Key features of the project, which will connect the greater Brisbane rail network currently ending at Petrie to the rapidly growing Moreton Bay region, include 12 kilometres of new track as well as new stations at Kallangur, Murrumba Downs, Mango Hill, Mango Hill East (previously called Kinsellas Road Station), Rothwell and Kippa-Ring.

First proposed in the 1800s, when a local alderman suggested a new line be built to the peninsula at an estimated cost of 200,000 pounds, serious efforts regarding the project did not commence until 1978/79, when the Metropolitan Transport Authority conducted a series of planning studies.

Despite having a population of more than 375,000 people – a number set to expand to 500,000 by 2031 – limited transport options mean more than eight in 10 residents in the Moreton Bay area commute to work via private vehicles.

It is expected the link will provide greater options for public transport and thus ease congestion on roads, provide faster and more reliable commuting to Brisbane, improve access to employment centres, attract local investment and act as a catalyst for growth along the alignment as stations become hubs around which new development is concentrated.

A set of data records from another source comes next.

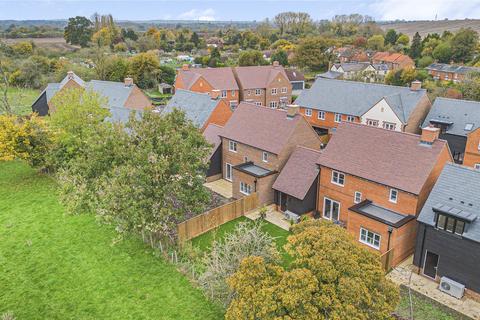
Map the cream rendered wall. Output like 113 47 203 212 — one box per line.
360 99 403 132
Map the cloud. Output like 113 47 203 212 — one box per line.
178 8 215 21
370 0 480 21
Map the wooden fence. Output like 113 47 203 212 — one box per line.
177 193 258 243
381 248 395 272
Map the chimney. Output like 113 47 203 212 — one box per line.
182 64 189 71
420 125 440 145
273 60 280 67
124 77 133 87
411 80 422 91
286 104 299 119
210 89 220 100
67 70 74 80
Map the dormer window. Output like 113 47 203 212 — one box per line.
436 213 465 235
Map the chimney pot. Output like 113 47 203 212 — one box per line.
411 80 422 91
124 77 134 87
67 70 74 79
182 64 189 71
210 89 221 100
286 104 299 118
420 125 440 145
273 60 280 67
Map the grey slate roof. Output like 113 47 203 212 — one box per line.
106 106 143 123
294 78 427 122
163 89 219 128
350 200 415 228
426 63 480 75
417 163 480 243
423 97 480 137
333 62 369 72
317 71 343 79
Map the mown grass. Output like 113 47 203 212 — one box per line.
0 161 223 320
5 87 40 115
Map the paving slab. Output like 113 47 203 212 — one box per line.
246 205 291 231
204 179 233 199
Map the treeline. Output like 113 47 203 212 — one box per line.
0 24 63 38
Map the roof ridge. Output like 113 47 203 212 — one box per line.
434 96 480 104
296 145 322 154
446 162 480 174
316 78 425 92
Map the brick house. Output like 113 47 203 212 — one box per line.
316 123 452 266
31 71 152 121
422 97 480 167
426 63 480 82
233 61 292 109
163 89 233 132
203 123 224 182
372 52 415 70
294 78 431 137
219 103 321 204
174 65 240 109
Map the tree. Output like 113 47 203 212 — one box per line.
121 28 138 41
385 67 417 86
128 52 160 89
450 28 479 63
92 27 113 47
238 50 268 66
64 16 93 47
396 34 410 46
226 220 399 320
274 12 313 36
270 49 289 66
11 41 33 56
459 71 480 101
367 34 385 50
418 55 434 68
433 42 453 63
384 29 398 45
104 56 130 82
0 56 11 114
159 65 176 85
293 37 334 71
190 32 200 48
410 32 423 59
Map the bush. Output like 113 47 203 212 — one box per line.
417 56 434 68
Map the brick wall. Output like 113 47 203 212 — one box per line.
463 128 480 168
124 85 152 110
201 99 233 131
265 72 292 108
232 168 278 204
299 107 360 131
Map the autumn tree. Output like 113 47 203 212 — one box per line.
226 220 399 320
293 37 334 71
270 49 289 66
367 34 385 50
450 28 479 63
128 51 160 88
238 50 268 66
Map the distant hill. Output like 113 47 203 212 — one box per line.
379 19 480 38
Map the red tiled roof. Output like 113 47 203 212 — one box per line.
272 146 321 200
220 102 301 154
318 123 448 194
234 65 289 89
373 52 413 64
179 67 239 90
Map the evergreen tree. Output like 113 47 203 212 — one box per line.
410 32 422 59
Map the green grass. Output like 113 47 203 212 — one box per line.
396 286 470 320
0 161 223 320
5 87 40 115
190 216 292 265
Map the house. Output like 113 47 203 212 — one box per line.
203 123 224 182
163 89 233 131
219 103 321 204
285 68 305 94
422 97 480 166
317 70 343 80
333 47 370 63
233 61 292 109
372 52 415 70
294 78 431 136
413 163 480 296
426 63 480 82
158 83 173 94
329 62 388 81
174 65 240 109
272 146 321 216
316 122 452 266
31 71 151 120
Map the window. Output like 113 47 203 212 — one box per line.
269 101 278 109
271 88 277 95
255 101 262 106
478 141 480 151
389 189 398 203
281 87 288 93
229 101 238 109
331 170 345 186
318 111 325 120
305 108 312 117
383 122 396 130
334 113 342 123
240 182 252 195
262 151 268 162
346 115 355 122
225 163 233 181
475 164 480 170
247 90 251 96
354 191 362 204
221 90 227 98
464 123 474 131
244 156 248 162
436 213 466 235
323 197 340 221
359 228 381 250
228 140 237 152
255 89 262 95
367 119 379 127
231 90 235 96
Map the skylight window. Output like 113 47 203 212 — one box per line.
465 123 474 131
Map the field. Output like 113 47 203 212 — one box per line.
380 19 480 38
0 161 223 320
5 87 40 115
1 37 79 51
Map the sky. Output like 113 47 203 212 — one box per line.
0 0 479 22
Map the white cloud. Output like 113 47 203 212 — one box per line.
370 0 480 21
178 8 215 21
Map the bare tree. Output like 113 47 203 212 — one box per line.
0 56 12 114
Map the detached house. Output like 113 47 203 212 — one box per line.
330 62 389 81
372 52 415 70
294 78 431 136
233 61 292 109
316 123 452 266
423 97 480 167
219 103 321 204
426 63 480 82
413 164 480 297
163 89 233 131
174 65 240 109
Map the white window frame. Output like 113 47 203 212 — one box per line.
318 111 325 120
367 119 379 127
269 101 278 109
389 188 398 203
354 191 362 204
346 115 355 122
262 151 268 163
221 90 227 98
255 89 261 96
228 140 237 153
271 88 277 95
475 163 480 170
240 181 252 195
305 108 312 117
225 163 233 181
323 197 340 221
229 100 238 109
383 122 396 130
331 170 345 187
281 87 287 93
359 227 381 250
334 113 342 123
255 101 262 106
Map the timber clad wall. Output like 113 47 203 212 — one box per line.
404 94 432 134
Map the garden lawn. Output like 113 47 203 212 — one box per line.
0 161 223 320
6 87 40 115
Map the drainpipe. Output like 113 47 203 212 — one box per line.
418 224 427 275
254 178 258 192
387 226 393 251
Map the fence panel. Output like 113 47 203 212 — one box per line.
177 193 258 243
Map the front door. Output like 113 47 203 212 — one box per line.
280 192 287 212
423 251 439 279
225 163 232 181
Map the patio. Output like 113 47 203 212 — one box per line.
387 256 480 320
246 204 291 231
204 179 233 199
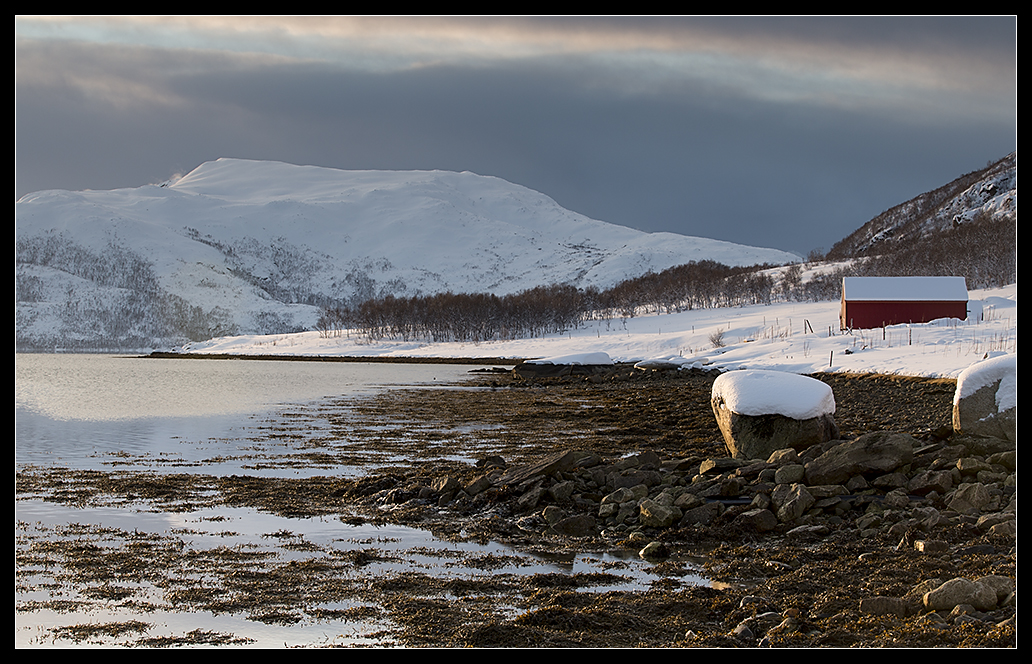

In addition, with every full train on the new line effectively eliminating the need for 600 motor vehicle journeys, the development is also expected to reduce carbon emissions.

Kippa Ring railway line map

Kippa Ring Railway Line Map

Leighton Holdings chief executive Hamish Tyrwhitt says the company has scooped up $5.5 billion worth of new projects in the past six weeks alone and is well-positioned to deliver a project of significant value to the country.

“For the nation, the Moreton Bay Rail Link demonstrates a growing recognition of the need to fill our infrastructure deficit in order to remain globally competitive,” he says.

Major work is expected to begin early next year and the project will require a peak construction workforce of 1,000.

The new line is expected to be operational by June 2016.

Along with Thiess, those responsible for the work include Aurecon, AECOM, HASSELL and geotechnical subcontractor Golder Associates.

All up, including road works already commenced, the cost of the link is expected to amount to $1.147 billion, funding of which is being jointly provided by the Federal Government ($742 million) the Queensland Government ($300 million plus land) and Moreton Bay Regional Council ($105 million).